AI UX Case Study
Professional Designers & GenAI Tools
Understanding how professional designers actually use AI image generation tools in practice and translating those findings into design direction for more intuitive, controllable interfaces.
Challenge
Most AI image tools are built around text prompting, but many designers think visually, work iteratively, and need more direct ways to express intent and control results.
Contribution
I studied real professional workflows, identified recurring UX breakdowns, and translated them into concrete design opportunities for future AI image interfaces.
Research contribution
Based on interviews with 16 professional designers, this study identified four recurring UX breakdowns in current GenAI image tools and translated them into concrete interface opportunities.
Problem
AI image tools don’t match how designers actually work
Generative AI tools are increasingly used in design practice, but most interfaces assume that users can express intent through text prompts. This does not reflect how many designers actually think and create.
I investigated how professional designers use GenAI image generation tools in real workflows, where those tools help, and where current interaction models break down.
Designers are visual thinkers, but current AI image tools still depend heavily on text prompting, creating friction when users need to express intent visually.
The core issue was not only model capability. It was a mismatch between interface design and visual, iterative creative work.
Users and context
Designers think visually and work iteratively
This project focused on professional designers working across UX/UI, 2D/3D, concept, interior, and early-phase design. Their work is highly visual, non-linear, and iterative: they collect references, compare alternatives, combine ideas, and progressively refine concepts.
Current GenAI tools often follow a much more linear interaction model—prompt in, output out—which creates friction for workflows built on exploration, adjustment, and visual reasoning.
My role
I translated user research into design direction
I planned and conducted qualitative interviews, analyzed the data through thematic synthesis, and translated the findings into product-relevant design implications for future AI image tools.
Process
From observation to actionable product direction
01 · Study
Interviewed professional designers
I conducted in-depth interviews to understand how designers were already using GenAI tools in daily work.
02 · Analyze
Identified recurring UX breakdowns
I looked for patterns in how designers expressed intent, iterated on ideas, and tried to control AI outputs.
03 · Synthesize
Structured four core themes
I synthesized the findings into four themes that described where current interfaces fail to support professional design practice.
04 · Translate
Defined design opportunities
I turned the findings into actionable interaction design direction for future multimodal, workflow-aware AI tools.
Key insights
What designers struggle with today
Designers are visual thinkers
Many participants found it difficult to translate visual ideas into text prompts and wanted more direct, sketch- or image-based ways to communicate intent.

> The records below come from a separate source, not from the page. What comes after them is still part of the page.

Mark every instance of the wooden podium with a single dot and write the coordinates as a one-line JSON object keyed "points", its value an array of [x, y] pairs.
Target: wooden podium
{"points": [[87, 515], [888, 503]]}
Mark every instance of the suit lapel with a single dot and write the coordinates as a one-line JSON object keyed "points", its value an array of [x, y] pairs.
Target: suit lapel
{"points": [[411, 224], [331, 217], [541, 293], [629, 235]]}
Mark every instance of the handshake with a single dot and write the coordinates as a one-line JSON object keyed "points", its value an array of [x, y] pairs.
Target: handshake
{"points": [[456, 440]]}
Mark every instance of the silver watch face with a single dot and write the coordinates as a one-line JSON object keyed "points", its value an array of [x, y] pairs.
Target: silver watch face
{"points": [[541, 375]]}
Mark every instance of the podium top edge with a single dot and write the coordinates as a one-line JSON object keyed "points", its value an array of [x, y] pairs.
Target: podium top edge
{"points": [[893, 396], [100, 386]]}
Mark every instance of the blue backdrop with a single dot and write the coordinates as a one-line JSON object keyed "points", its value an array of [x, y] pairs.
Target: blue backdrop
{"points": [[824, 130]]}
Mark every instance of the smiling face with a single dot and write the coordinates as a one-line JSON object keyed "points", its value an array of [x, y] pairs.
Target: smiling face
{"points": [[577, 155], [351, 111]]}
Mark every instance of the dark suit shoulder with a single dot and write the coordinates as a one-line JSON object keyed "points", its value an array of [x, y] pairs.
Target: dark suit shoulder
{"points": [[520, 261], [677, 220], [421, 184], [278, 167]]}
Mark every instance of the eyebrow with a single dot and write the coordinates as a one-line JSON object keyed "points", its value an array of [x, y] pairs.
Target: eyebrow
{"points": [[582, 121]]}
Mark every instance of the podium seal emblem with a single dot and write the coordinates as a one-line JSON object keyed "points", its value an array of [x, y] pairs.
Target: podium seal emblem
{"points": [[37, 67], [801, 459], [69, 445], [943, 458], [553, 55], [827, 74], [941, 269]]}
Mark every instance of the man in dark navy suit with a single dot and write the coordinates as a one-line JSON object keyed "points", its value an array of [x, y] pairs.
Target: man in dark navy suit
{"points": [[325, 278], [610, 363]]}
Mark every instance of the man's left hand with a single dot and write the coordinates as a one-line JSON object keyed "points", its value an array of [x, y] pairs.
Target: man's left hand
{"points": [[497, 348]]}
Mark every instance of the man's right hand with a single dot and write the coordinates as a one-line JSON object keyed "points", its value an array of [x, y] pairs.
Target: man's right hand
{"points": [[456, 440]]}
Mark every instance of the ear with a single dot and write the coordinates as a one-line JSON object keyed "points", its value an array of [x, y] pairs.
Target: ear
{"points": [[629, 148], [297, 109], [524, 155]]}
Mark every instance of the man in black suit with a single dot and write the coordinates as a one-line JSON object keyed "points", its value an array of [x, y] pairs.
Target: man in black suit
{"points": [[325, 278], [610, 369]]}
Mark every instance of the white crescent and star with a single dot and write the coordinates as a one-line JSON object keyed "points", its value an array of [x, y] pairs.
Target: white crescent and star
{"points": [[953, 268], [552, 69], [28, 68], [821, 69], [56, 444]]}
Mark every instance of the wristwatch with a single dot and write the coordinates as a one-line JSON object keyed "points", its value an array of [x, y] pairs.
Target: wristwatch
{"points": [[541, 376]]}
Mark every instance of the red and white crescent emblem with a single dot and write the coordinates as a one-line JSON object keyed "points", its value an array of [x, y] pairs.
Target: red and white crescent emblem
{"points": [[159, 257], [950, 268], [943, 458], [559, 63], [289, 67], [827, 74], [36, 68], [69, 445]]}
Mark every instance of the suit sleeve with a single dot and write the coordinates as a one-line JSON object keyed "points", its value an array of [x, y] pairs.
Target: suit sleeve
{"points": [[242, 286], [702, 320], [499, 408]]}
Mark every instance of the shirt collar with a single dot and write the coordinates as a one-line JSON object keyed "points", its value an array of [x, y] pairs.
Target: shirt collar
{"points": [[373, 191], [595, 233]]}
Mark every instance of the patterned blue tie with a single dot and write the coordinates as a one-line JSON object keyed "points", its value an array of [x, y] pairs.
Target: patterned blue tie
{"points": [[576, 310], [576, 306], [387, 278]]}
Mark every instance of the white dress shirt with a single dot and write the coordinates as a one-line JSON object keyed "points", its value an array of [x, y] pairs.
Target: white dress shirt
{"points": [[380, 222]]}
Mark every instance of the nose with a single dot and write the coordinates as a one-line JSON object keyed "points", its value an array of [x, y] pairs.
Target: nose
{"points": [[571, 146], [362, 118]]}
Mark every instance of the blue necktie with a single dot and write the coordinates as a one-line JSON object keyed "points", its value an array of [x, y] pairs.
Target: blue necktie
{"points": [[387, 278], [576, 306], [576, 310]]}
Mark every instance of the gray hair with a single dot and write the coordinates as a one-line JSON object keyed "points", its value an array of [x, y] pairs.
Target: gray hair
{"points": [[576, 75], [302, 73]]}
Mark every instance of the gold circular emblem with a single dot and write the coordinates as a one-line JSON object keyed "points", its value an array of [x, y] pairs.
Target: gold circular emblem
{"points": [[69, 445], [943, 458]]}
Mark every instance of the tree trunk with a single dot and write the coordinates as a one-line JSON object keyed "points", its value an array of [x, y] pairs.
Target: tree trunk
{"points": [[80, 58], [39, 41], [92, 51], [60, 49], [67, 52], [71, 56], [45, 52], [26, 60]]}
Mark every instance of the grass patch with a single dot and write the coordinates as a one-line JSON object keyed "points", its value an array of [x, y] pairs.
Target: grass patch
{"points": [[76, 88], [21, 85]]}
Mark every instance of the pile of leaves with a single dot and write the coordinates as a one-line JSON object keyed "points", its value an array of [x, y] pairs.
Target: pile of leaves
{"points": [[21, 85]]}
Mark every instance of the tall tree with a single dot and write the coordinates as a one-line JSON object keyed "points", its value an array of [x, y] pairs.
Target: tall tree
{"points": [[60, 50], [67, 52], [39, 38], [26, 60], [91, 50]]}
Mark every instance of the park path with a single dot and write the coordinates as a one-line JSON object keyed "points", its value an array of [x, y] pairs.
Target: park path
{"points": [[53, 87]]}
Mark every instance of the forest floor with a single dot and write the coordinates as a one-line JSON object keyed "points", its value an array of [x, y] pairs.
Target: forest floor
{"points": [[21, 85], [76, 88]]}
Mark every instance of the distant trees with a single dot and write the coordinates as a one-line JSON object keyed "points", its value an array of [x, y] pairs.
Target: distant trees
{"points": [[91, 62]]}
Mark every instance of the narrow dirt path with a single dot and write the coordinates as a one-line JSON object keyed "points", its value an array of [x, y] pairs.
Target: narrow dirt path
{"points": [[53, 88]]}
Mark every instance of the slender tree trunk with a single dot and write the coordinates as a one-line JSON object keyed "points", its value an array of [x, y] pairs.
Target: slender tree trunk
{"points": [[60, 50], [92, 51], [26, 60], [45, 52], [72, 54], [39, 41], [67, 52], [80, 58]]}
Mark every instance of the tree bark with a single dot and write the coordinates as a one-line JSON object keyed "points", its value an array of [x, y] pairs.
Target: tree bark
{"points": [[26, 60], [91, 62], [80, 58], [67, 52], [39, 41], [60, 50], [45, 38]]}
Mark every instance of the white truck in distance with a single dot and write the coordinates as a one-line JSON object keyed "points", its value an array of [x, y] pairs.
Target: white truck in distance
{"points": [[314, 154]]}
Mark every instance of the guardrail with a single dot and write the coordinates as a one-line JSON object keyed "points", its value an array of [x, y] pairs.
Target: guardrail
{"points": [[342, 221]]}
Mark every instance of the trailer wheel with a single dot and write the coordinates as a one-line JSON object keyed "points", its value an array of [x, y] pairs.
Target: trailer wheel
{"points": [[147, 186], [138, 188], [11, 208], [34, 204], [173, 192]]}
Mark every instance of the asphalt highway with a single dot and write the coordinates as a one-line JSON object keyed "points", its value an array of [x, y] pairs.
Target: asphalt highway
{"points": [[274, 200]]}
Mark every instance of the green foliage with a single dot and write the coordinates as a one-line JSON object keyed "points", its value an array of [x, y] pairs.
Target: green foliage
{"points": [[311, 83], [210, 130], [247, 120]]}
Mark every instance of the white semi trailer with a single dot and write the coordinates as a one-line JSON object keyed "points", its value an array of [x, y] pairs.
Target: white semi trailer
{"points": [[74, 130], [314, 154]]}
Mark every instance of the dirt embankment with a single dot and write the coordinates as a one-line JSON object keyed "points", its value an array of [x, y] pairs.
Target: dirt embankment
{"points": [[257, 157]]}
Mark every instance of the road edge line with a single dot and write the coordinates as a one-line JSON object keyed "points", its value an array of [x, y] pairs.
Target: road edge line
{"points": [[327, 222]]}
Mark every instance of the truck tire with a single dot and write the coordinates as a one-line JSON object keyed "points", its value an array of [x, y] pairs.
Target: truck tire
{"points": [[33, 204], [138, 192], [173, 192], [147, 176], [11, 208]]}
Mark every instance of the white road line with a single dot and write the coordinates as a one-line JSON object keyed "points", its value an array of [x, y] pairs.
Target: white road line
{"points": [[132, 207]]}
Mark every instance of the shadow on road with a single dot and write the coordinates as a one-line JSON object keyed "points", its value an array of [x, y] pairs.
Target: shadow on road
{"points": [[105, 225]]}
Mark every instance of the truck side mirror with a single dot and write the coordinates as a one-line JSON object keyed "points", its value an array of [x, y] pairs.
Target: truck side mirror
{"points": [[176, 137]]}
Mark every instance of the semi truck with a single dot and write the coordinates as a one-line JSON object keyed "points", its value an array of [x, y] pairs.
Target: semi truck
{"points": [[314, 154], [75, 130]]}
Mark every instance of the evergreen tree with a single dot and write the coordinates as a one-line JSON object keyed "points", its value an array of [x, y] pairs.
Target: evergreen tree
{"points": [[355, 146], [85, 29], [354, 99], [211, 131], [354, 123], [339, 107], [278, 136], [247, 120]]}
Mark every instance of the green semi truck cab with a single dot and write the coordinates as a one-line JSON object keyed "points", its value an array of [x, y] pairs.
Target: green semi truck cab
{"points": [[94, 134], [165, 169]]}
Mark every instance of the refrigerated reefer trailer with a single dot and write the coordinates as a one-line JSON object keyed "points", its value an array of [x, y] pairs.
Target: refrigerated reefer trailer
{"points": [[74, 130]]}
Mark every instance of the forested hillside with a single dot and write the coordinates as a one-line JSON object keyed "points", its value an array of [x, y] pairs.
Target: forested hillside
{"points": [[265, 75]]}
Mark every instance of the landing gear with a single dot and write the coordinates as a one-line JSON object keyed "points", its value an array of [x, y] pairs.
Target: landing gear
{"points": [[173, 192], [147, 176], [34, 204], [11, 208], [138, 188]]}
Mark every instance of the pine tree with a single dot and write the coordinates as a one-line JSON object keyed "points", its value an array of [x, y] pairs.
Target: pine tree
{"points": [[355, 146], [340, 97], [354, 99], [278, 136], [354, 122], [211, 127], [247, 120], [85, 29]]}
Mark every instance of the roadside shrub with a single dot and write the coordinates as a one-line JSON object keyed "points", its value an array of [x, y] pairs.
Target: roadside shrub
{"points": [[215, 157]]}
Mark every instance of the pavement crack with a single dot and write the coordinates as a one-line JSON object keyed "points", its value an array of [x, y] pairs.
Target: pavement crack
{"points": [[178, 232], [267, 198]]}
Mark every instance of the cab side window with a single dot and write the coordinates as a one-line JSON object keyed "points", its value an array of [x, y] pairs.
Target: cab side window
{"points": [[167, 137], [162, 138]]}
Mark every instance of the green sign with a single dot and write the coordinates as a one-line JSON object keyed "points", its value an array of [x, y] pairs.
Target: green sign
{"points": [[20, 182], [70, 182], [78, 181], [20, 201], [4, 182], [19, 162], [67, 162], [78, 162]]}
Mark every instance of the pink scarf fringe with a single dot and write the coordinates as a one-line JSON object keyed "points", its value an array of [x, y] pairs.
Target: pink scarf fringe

Workflows are iterative, not linear
Designers move fluidly between searching, combining, expanding, and discarding ideas, but most AI tools still support a one-step generation model.
Prompt control is hard
Getting the “right” result often required repeated trial and error, prompting workarounds such as reverse-engineering prompts and maintaining shared prompt libraries.
Design depends on emotion and lived experience
Participants emphasized storytelling, physical references, and human collaboration as central to design quality—areas current tools barely support.
Design direction
Designing AI tools for real creative workflows
Support multimodal input
Future tools should combine text with sketches, images, and other visual references so users can express ideas more naturally.
Enable iterative exploration
Interfaces should support searching, combining, comparing, and refining rather than treating generation as a single request-response step.
Improve controllability and collaboration
Designers need better ways to steer results, share styles and prompts, and work with others around a consistent visual direction.
Evidence
What the study made visible
Visual thinking clashes with text-first tools
Participants repeatedly described the effort of translating visual ideas into prompts and asked for sketch, image, and multimodal input instead.
Real workflows are iterative and collaborative
Designers wanted to search, compare, remix, and share prompts and styles across teams rather than work through isolated one-shot generations.
Outcomes
Impact of the work
Reframed AI UX as an interaction problem
The project showed that improving AI tools is not only about stronger models, but about better interaction patterns for expressing intent and supporting creative work.
Informed later multimodal design work
The findings directly informed my later projects on visual prompting, multimodal refinement, and more controllable AI interfaces.
Reflection
What I learned
This project clarified that AI UX problems often begin before generation quality: they begin with how users communicate intent, iterate on ideas, and integrate tools into real workflows. Understanding those patterns gave me a much stronger foundation for designing new interaction models later on.